LaVar Ball’s latest pursuit is not off to a Big Baller start.
After an eventful run in Lithuania that eventually led him to serve as head coach for his sons’ team for a game, Ball has reportedly begun to take his first steps towards his next project – the Junior Basketball Association.
Ball pitched the idea in December, explaining his goal of creating a professional league for talented high school players that would pay up to $US10,000, giving young athletes the option of forgoing an abridged stay in college and immediately start playing professionally.
It was a bold idea, and many wondered how Ball believed he could pull it off. On Friday the fledgling idea hit its first big roadblock.
According to ESPN’s Jeff Borzello, Big Baller Brand reached out to two high school recruits – Jalen Carey and Tyler Herro – inviting them both to play in the inaugural year of the JBA. Both players declined, and remain commits to to Syracuse and Kentucky, respectively.

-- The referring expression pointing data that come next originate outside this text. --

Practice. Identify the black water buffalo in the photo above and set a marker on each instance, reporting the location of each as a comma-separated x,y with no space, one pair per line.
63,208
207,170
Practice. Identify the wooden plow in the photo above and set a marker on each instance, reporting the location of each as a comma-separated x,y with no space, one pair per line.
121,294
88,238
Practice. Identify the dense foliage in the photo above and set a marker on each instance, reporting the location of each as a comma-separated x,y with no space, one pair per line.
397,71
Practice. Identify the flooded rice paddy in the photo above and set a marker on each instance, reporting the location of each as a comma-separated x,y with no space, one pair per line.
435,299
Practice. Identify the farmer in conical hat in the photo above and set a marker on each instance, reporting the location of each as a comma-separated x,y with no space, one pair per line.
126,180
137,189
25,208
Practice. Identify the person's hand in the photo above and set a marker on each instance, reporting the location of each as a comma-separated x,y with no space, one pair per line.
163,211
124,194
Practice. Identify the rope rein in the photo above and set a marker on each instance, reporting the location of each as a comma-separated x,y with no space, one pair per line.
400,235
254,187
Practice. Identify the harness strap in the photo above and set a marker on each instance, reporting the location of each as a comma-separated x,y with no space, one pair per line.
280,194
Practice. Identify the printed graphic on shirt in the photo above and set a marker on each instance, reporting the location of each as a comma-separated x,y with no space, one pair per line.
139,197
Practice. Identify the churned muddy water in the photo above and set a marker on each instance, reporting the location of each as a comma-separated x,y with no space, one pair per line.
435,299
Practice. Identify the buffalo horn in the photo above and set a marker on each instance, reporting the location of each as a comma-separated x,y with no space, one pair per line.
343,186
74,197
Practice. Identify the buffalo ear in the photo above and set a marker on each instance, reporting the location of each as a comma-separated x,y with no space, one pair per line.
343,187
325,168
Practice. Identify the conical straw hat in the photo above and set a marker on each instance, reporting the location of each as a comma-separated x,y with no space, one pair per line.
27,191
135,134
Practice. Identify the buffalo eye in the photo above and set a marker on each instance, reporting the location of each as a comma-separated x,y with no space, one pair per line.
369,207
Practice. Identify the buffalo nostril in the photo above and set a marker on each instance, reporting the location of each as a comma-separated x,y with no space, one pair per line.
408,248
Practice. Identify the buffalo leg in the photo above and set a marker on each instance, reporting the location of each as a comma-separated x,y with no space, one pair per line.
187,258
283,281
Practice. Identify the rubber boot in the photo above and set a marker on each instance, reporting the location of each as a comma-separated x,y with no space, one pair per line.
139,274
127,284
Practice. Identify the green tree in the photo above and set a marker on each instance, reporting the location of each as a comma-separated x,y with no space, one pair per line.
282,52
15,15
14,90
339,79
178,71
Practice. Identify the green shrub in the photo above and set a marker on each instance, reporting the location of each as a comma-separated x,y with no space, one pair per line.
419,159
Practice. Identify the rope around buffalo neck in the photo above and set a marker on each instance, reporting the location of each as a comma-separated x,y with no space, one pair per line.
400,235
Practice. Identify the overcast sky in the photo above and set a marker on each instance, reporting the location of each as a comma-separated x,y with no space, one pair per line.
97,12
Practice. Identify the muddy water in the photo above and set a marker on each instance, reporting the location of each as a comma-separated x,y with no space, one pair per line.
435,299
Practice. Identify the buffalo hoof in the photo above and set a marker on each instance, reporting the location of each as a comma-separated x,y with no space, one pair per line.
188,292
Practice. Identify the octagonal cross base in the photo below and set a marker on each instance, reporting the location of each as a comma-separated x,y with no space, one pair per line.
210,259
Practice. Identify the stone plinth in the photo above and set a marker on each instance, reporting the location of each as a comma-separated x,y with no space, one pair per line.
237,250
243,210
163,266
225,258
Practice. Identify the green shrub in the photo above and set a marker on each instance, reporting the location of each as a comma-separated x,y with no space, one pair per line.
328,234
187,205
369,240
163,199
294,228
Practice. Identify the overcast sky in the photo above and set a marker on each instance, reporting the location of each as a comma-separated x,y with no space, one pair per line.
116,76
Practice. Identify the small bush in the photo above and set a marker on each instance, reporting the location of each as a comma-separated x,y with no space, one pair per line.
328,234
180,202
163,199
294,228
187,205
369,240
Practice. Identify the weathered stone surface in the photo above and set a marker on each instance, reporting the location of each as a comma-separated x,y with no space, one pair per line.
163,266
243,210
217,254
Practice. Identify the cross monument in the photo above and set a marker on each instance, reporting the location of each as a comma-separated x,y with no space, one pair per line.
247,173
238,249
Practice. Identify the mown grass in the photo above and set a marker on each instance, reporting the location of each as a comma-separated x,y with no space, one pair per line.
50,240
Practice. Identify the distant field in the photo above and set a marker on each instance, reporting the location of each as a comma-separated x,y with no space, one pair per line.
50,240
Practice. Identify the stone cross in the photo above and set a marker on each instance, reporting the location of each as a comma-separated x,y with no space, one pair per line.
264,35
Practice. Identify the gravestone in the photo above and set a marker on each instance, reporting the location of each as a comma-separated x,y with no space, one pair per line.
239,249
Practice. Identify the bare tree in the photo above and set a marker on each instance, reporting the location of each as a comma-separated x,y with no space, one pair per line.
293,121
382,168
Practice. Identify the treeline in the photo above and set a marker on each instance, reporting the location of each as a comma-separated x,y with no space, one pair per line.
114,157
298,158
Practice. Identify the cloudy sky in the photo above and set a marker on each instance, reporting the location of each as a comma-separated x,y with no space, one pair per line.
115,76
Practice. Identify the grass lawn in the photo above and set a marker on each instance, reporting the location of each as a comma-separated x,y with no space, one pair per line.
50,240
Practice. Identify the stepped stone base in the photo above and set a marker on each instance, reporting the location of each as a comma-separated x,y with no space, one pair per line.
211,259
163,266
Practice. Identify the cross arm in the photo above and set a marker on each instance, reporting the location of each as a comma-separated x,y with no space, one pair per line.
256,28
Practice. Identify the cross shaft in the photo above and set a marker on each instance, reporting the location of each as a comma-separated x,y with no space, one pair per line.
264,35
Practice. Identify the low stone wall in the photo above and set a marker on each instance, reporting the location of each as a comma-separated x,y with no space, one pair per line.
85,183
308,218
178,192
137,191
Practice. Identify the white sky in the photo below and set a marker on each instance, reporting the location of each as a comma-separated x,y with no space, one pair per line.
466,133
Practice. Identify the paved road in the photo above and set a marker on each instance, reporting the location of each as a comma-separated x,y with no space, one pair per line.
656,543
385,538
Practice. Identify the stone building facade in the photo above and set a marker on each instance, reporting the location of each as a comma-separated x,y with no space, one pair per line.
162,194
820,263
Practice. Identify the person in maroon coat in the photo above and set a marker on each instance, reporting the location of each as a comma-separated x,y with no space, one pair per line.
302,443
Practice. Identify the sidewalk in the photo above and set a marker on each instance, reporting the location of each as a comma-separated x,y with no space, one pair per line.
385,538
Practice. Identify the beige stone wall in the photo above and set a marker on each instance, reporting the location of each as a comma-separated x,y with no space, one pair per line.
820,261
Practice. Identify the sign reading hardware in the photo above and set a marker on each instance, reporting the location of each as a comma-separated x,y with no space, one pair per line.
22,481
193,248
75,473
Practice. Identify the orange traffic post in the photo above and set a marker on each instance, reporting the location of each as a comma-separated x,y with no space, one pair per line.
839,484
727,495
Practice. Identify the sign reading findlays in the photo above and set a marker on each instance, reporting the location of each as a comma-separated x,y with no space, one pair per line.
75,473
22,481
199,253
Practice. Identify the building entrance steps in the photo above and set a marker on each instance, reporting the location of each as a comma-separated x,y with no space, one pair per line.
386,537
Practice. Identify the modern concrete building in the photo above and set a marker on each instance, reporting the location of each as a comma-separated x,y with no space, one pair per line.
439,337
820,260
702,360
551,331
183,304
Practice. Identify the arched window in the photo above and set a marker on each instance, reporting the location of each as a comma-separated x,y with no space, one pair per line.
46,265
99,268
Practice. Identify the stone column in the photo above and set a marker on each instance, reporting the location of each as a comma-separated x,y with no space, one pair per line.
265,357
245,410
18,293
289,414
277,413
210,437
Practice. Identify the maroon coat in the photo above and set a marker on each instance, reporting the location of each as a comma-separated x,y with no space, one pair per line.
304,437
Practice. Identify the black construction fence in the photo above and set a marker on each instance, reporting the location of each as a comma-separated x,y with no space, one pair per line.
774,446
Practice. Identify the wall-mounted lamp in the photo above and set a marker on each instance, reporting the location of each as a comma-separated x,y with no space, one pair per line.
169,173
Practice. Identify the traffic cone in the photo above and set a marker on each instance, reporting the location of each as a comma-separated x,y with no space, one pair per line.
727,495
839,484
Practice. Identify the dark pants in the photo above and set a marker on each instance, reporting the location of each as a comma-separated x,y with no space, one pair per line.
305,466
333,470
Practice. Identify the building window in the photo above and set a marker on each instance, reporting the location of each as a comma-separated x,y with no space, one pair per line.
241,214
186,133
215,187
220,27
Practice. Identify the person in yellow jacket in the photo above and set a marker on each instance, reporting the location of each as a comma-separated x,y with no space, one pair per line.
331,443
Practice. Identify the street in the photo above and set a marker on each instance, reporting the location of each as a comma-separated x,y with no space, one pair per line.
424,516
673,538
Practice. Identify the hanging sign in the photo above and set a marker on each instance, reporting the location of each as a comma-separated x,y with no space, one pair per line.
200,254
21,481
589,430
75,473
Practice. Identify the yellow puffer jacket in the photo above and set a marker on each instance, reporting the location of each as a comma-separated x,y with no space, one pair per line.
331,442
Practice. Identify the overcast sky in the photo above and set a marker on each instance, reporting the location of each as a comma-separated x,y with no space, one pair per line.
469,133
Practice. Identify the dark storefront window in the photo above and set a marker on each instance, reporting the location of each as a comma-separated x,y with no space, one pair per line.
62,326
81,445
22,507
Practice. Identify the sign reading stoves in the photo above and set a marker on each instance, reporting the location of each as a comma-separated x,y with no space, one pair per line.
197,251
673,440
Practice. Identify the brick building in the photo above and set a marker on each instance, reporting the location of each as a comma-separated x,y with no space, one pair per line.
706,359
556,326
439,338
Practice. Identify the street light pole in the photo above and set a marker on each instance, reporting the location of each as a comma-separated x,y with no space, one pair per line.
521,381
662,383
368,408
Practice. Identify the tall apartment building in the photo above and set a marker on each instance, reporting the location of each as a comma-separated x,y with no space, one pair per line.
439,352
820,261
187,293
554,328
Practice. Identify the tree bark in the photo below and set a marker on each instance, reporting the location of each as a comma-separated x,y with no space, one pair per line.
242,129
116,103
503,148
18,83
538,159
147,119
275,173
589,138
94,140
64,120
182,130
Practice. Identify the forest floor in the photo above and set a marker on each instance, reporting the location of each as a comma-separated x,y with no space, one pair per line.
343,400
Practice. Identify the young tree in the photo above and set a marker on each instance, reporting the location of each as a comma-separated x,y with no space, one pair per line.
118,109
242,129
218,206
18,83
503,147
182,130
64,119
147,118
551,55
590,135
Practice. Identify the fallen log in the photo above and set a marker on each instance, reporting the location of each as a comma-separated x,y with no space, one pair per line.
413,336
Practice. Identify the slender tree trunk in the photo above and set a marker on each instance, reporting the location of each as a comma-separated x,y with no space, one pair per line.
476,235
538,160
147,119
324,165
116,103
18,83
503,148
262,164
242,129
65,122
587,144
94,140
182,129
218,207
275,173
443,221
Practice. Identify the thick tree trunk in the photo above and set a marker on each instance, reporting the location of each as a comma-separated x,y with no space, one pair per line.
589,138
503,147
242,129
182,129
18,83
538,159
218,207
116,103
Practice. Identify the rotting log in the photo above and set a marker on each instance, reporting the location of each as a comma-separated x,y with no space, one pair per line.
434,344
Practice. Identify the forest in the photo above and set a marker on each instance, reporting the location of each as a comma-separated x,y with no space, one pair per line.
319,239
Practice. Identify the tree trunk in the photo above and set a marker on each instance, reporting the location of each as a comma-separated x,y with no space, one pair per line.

Even more embarrassing, BBB appears to have also reached out to Boston College commit Jairus Hamilton through Twitter direct message. In the message inviting Hamilton to join the league, his first name was spelled incorrectly.
Big Baller Brand has contacted Boston College Commit Jairus Hamilton about joining their new basketball league, the JBA. Hamilton told me he will NOT consider the offer. pic.twitter.com/eEvK64lP24
— Tipton Edits (@TiptonEdits) February 2, 2018
With Ball’s connections to AAU it’s likely that Ball knows enough talented young players to put something together. Not to mention we’ve already seen what his name and branding prowess can do in terms of audience – his Big Baller Brand Challege Games had 100,000 people watching Lithuanian basketball at one point. But so far, the league looks off to a rough start, with at least 18 players now reportedly turning down BBB’s offer.
If the JBA is going to be a successful venture, Ball is going to have to figure out a way to entice players that it’s a better route than becoming an NCAA athlete.